Pour les élections territoriales du 23 janvier 2022, une importante réforme est intervenue qui fait désormais de la tête de liste du scrutin majoritaire le maire ou le président du Conseil départemental. Cependant, pour atténuer un peu l’effet brutal du système majoritaire, une révision a été opérée qui donne une plus grande prégnance au scrutin proportionnel en instituant un rapport de 55 % pour le scrutin proportionnel contre 45 % pour le scrutin majoritaire.
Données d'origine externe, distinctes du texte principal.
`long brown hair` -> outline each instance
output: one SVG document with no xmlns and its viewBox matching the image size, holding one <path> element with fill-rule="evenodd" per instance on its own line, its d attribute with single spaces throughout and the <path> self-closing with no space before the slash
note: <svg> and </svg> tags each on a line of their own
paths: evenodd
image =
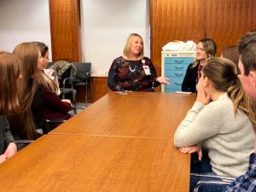
<svg viewBox="0 0 256 192">
<path fill-rule="evenodd" d="M 38 73 L 38 48 L 31 43 L 18 44 L 14 49 L 14 55 L 21 61 L 22 79 L 19 82 L 19 102 L 22 113 L 9 116 L 10 130 L 14 135 L 28 139 L 37 137 L 36 126 L 31 111 L 32 102 L 38 84 L 35 80 Z"/>
<path fill-rule="evenodd" d="M 204 76 L 212 82 L 214 89 L 227 92 L 234 103 L 234 112 L 236 113 L 238 108 L 243 111 L 256 129 L 256 117 L 252 107 L 253 102 L 245 94 L 241 83 L 237 77 L 235 63 L 229 59 L 213 57 L 207 60 L 202 72 Z"/>
<path fill-rule="evenodd" d="M 20 61 L 8 52 L 0 52 L 0 115 L 20 112 L 17 81 L 20 75 Z"/>
</svg>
Pour l’Assemblée nationale, sur les 165 députés, 105 sont élus au scrutin de liste majoritaire dont 90 au niveau national et 15 au niveau de la diaspora constitué en départements ; les 60 restants sont élus au scrutin de liste proportionnelle communément appelée liste nationale. L’enjeu du contrôle de la majorité reste ainsi de gagner le maximum de départements pour s’assurer une forte majorité. Comme on le voit ici, les effets de l’application du système majoritaire à un tour ont beaucoup plus de conséquences à l’Assemblée nationale où on peut voir un parti minoritaire, avec un score de moins de 50 % des voix, avoir une majorité écrasante du fait du système du « raw gaddu » appliqué au niveau du scrutin majoritaire départemental. Pour corriger cela, deux directions me semblent être assez intéressantes à explorer. D’abord, s’orienter vers un système mixte à deux tours si aucune liste n’atteint la majorité absolue à l’issue du premier tour. Ces listes en compétition pourront nouer des alliances au second tour pour obtenir des élus là où elles sont les plus fortes en échange de report de voix ailleurs en faveur des listes qui se seront désistées. Ceci contribuera à atténuer fortement les effets pervers du « raw gaddu ». Un large débat national doit s’instaurer sur cette question qui est complexe et a des conséquences sur la vie politique du pays.